Ceux qui avaient cru que la guerre entrait dans sa dernière phase, eu égard notamment à l’état dégradé dans lequel se trouve déjà l’économie mondiale, ont dû déchanter en suivant la conférence de presse du secrétaire général de l’Alliance, Jens Stoltenberg, pour lequel il ne peut y avoir de paix durable sans une victoire préalable sur l’agresseur, l’autre nom de la Russie. La négociation avec lui n’a de sens que si on a acquis la certitude qu’il ne recommencera pas ailleurs, en s’attaquant à un autre de ses voisins européens. La nécessité s’impose plus que jamais de le battre à plate couture aujourd’hui en Ukraine, ne serait-ce que pour ne pas avoir à se donner les mêmes peines et à se fendre des mêmes dépenses une nouvelle fois quelque temps plus tard.

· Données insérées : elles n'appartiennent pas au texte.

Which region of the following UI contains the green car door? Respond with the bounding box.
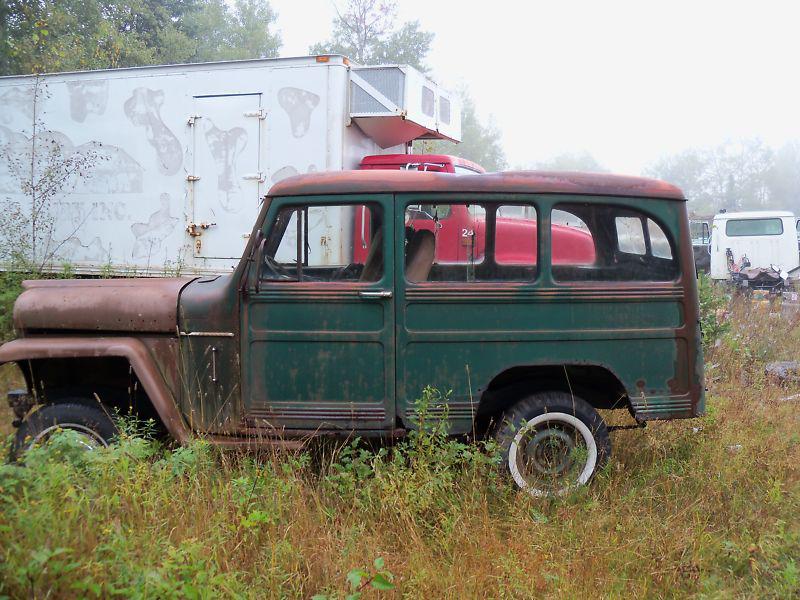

Stoltenberg s’est gardé de dire que l’Europe en fait ne pouvait avoir deux maîtres, mais qu’un seul : ou les Etats-Unis, l’autre nom de l’Otan, ou la Russie. Sa domination reviendra soit aux premiers sans partage, soit à cette dernière exclusivement. Mais cela ressort très clairement de ses propos, desquels on apprend par la même occasion que le sort des armes est encore en suspens. Ce qui ne l’a pas empêché d’affirmer que la Russie était de toute façon en train de perdre la guerre, comme le prouverait le double fait qu’elle s’attaque aux civils, ou plus exactement aux infrastructures sans lesquelles leur vie est grandement menacée, et qu’elle fasse de l’hiver son arme de destruction massive. Si l’Ukraine est perdue, ce sera la réaction en chaîne, le fatal effet domino qui fera tomber les unes après les autres les capitales européennes, le Grand Hiver, une nouvelle ère glaciale en Occident. Si l’Ukraine l’oblige à reculer par contre, l’Otan s’installera à ses frontières, en attendant de voir comment démonter son arsenal nucléaire, à supposer que son régime résiste à la défaite et qu’il reste menaçant, un scénario en fait peu probable. Ce n’est évidemment pas en ces termes que parle le secrétaire général de l’Otan, un homme assez subtil pour suggérer une chose sans avoir à la nommer, ce qui est le propre du vulgaire. Il se doit néanmoins d’être suffisamment limpide pour être compris par tout le monde, par les amis comme par les ennemis. Les premiers pour éviter qu’ils se mettent à douter de la victoire, ce qui est mauvais pour la cohésion de l’Alliance, et les seconds pour qu’ils cessent de croire en la leur, et soient pris de doute. Pour tous, le fin mot est que la guerre continue.